PORT TOWNSEND — After a nationwide search, the Jefferson Healthcare hospital commission found its top candidate for chief executive officer in its own neighborhood, selecting an administrator who served in a similar position at Olympic Medical Center, based in Port Angeles, from 1999 to 2006.
Mike Glenn — who is senior vice president of business development for Valley Medical Center, a 303-bed, public hospital district in Renton — was chosen from about 40 applicants as a possibility to replace Vic Dirksen, who is retiring at the end of the year.
Glenn, 48, who lives in Sequim, has not been offered the job but was selected by the board as the best candidate of five finalists.
“Jefferson Healthcare is an outstanding organization with excellent leadership,” Glenn said Tuesday.
“It has a progressive attitude toward community health care.”
Position discussions
Glenn will visit Port Townsend next week for discussions about the position, which will include interaction with hospital staff and the public.
His salary has not been determined but is expected to be part of the discussion immediately, said Jill Buhler, commission chairwoman.
Dirksen earns $140,000 annually.
Glenn will attend the commission meeting scheduled for 3:30 p.m. Aug. 11 in the hospital auditorium, 834 Sheridan Ave., at which time he will meet the public, Buhler said.
More meetings with the hospital staff and the public will be scheduled before the commission makes a final decision about offering him the job.
“He knows the area, and that’s a big plus,” Buhler said of Glenn.
“Some candidates need to bring in their families for a look at us to see if they like us. He won’t have to do that because he has already been our neighbor,” she said.
If he is determined to be unsuitable, commissioners will re-examine the other four finalists, none of whom have been identified.
Health care funding
Glenn said that much of the discussion with Jefferson Healthcare officials will be about how to continue to fund the health care system.
“Under the current model, we provide adequate health care to a select group but at a very high cost, and we need to find a way to open it up to everyone who needs it,” he said.
“If this sounds like a cliche, it is something that every administrator in every community is now facing.”

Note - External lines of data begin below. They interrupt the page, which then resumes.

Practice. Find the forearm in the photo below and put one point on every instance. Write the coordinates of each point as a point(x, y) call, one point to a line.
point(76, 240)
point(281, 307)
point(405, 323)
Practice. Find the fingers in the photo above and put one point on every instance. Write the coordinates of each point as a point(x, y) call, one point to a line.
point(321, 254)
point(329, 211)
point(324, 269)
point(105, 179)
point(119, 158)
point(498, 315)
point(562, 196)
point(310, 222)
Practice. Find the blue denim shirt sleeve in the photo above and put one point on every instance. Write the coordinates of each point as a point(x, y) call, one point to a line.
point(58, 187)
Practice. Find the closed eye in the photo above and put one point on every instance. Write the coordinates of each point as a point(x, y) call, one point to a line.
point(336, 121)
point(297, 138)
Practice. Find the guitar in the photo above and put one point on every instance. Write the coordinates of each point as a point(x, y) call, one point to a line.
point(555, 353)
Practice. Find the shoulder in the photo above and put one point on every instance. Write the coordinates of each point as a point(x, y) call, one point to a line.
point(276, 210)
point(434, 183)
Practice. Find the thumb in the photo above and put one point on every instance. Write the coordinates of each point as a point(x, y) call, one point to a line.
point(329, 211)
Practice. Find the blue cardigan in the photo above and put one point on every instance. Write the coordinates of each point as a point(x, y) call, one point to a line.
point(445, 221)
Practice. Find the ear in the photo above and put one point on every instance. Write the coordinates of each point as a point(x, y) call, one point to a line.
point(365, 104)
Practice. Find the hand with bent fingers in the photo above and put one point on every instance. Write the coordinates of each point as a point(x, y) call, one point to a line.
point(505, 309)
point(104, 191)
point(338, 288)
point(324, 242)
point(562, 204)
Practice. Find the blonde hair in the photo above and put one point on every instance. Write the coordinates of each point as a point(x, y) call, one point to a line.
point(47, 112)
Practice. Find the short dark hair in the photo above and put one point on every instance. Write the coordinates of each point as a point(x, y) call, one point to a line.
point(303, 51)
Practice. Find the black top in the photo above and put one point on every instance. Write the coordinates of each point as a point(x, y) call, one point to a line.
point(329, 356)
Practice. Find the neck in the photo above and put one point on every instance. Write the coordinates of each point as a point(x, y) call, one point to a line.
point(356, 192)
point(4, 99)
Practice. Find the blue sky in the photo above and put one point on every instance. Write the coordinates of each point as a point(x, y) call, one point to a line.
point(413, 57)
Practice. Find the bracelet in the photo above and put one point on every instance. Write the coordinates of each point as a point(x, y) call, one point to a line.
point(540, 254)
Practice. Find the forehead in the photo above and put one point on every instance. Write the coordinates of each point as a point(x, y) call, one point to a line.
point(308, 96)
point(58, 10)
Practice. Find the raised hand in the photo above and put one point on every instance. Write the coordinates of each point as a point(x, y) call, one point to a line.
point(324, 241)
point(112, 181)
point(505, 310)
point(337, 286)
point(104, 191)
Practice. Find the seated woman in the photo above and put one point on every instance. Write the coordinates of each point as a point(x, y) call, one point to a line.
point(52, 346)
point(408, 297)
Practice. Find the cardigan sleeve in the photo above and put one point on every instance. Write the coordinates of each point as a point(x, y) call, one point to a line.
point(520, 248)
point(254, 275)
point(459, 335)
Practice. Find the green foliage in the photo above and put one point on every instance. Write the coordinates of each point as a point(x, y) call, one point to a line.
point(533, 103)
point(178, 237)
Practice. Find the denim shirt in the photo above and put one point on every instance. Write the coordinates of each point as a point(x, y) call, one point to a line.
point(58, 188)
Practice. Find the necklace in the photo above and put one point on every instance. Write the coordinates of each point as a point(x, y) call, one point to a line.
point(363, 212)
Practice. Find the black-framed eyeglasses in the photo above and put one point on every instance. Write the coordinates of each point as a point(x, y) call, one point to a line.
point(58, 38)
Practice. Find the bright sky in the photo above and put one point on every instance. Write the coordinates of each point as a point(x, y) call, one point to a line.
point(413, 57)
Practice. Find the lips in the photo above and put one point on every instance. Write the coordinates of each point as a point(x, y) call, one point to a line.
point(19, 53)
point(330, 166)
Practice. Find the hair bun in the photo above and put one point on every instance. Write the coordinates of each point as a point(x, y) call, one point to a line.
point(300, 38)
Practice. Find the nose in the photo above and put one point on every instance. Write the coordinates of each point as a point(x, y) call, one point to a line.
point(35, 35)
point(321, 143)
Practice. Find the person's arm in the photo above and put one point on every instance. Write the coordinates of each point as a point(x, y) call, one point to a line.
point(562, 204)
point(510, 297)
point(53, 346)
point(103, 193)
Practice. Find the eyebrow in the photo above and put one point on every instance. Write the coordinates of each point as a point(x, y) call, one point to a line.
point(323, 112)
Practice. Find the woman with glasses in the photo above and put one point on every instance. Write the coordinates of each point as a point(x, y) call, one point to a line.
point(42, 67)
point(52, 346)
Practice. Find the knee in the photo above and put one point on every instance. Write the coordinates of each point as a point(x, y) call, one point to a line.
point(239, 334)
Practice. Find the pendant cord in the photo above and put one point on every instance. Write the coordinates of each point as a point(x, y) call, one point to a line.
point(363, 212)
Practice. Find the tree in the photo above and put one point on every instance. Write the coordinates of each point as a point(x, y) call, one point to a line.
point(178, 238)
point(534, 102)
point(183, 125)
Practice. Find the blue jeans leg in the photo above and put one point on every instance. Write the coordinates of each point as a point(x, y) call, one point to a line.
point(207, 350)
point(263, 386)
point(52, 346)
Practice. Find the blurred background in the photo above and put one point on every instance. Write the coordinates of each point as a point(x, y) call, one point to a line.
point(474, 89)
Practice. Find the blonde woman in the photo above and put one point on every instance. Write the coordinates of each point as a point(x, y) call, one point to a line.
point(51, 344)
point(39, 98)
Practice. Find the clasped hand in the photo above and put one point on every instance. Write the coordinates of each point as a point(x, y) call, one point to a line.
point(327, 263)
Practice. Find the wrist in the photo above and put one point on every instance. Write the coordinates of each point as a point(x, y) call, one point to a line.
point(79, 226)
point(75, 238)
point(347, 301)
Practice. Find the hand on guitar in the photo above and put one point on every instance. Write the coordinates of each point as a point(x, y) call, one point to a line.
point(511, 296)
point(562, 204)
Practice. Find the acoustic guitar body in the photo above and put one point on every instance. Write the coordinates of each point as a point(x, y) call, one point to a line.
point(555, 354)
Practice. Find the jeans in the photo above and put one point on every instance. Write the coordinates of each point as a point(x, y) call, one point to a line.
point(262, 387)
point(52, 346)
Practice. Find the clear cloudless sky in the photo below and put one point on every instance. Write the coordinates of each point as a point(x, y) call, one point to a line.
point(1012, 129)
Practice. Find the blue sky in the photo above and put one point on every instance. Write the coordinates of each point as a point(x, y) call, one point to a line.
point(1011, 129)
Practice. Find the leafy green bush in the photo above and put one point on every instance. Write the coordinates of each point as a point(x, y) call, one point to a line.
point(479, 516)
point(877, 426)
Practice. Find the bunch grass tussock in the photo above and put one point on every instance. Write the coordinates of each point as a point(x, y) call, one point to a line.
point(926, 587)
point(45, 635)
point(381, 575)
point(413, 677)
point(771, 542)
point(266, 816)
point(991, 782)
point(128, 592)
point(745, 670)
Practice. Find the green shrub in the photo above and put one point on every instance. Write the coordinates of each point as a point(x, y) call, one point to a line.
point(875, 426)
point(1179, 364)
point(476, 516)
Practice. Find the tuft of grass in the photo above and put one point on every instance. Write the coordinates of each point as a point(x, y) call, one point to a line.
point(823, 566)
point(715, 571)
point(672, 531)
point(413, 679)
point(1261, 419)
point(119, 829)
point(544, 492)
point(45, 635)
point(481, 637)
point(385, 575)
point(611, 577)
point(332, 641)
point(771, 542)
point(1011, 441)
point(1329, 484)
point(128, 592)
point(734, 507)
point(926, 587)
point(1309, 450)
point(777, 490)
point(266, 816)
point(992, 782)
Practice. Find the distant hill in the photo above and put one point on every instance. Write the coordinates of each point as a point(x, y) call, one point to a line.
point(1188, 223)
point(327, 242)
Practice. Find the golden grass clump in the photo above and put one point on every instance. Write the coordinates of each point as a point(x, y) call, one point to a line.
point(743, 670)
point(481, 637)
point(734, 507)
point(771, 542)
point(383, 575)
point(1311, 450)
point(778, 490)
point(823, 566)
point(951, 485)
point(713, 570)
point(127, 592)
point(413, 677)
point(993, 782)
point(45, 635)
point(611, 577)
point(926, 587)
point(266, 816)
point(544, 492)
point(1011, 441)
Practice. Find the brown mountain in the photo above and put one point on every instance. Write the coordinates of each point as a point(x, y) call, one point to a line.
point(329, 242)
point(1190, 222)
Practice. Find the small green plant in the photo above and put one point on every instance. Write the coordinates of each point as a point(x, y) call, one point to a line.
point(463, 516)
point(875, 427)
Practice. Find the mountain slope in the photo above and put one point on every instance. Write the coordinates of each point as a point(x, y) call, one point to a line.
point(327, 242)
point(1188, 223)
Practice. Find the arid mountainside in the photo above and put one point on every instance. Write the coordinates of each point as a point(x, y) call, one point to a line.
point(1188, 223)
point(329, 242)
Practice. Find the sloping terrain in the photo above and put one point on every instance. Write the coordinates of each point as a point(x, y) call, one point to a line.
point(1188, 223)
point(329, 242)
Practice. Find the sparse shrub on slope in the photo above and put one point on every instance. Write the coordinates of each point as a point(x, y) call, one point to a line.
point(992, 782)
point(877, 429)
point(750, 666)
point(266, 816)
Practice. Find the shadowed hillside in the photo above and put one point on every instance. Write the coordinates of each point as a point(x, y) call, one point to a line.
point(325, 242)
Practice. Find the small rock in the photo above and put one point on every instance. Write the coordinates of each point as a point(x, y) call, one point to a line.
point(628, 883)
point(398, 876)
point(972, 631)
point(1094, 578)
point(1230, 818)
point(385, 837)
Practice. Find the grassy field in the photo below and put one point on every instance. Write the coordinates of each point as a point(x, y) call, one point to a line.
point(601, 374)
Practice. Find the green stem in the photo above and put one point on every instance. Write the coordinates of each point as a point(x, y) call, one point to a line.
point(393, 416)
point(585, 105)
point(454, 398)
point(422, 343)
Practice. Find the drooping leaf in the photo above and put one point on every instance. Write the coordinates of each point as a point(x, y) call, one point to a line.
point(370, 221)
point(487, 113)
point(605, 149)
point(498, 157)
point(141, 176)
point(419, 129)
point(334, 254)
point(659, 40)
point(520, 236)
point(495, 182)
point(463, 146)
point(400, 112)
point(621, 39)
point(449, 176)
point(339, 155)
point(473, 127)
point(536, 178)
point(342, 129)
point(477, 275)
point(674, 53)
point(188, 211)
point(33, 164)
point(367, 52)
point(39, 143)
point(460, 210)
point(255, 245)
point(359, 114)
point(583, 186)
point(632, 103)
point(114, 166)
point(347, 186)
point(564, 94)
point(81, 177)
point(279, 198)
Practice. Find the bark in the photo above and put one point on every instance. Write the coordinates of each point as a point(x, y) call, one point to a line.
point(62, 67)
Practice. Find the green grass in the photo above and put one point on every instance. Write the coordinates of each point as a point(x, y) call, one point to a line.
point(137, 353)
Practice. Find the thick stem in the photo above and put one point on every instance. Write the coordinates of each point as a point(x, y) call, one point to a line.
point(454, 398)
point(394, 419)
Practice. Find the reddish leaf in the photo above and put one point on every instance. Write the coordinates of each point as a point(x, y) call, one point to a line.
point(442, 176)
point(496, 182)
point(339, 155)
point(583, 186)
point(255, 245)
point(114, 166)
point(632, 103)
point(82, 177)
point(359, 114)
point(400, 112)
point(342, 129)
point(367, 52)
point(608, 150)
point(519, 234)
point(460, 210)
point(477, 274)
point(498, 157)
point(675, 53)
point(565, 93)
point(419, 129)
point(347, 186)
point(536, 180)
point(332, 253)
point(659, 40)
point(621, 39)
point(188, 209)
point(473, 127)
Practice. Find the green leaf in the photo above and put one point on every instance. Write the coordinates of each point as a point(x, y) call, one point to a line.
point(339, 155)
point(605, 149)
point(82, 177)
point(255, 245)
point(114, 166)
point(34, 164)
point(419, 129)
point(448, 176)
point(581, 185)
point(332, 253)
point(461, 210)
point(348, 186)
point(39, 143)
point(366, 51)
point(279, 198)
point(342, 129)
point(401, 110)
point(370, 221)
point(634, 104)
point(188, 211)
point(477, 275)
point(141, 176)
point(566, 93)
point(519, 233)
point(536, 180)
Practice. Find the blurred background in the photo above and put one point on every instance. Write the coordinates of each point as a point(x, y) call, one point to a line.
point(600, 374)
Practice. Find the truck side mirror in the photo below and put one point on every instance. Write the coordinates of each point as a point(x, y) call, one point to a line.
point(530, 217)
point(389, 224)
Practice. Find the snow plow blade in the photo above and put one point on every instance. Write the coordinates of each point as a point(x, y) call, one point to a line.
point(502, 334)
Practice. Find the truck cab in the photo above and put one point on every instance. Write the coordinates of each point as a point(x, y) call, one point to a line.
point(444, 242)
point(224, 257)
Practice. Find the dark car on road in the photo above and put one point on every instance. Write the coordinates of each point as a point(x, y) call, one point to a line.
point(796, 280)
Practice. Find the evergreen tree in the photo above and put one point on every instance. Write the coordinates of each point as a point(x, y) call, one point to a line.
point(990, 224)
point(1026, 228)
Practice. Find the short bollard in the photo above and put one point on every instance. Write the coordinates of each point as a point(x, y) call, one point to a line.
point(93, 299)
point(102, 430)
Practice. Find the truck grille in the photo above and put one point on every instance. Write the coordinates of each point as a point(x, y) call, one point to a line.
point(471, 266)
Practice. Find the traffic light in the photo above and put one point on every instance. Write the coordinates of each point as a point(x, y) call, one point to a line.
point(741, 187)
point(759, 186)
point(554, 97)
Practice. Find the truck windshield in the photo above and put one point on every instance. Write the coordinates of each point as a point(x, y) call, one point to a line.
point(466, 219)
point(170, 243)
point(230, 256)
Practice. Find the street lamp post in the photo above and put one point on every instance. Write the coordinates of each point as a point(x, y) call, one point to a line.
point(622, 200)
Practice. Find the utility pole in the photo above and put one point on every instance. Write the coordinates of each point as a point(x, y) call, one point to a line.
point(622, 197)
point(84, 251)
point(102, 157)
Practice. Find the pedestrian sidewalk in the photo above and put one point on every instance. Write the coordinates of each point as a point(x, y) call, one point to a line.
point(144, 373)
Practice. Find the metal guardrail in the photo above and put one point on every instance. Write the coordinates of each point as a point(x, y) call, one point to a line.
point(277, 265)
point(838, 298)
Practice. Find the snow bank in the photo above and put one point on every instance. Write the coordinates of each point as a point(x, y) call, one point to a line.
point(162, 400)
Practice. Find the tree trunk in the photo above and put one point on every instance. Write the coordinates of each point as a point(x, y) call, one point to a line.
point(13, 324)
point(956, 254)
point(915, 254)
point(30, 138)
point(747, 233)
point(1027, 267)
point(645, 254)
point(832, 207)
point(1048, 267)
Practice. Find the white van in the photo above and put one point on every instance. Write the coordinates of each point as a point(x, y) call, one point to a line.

Glenn’s wife, Kristin, is an attorney for the state Attorney General’s Office in Port Angeles.
The couple has a 6-year-old daughter.
Jefferson Healthcare officials said that Glenn made significant contributions to OMC, including the development of a new state-of-the-art cancer treatment center in Sequim and negotiation of a partnership with the Seattle Cancer Care Alliance that has enabled cancer patients to receive care in their own community, rather than having to travel to Seattle.
He also led the recruitment of 25 new physicians into the community, built two outpatient physical therapy centers, a sleep lab institute, added multiple imaging centers and acquired two private home-health care agencies, they said.
Glenn left OMC for a job with Providence St. Peter Hospital in Olympia.
At OMC, Glenn succeeded Tom Stegbauer. Glenn also has worked at four hospitals in Texas, North Carolina and California.
In May 1990, he earned a master’s degree in health care administration from Xavier University in Cincinnati.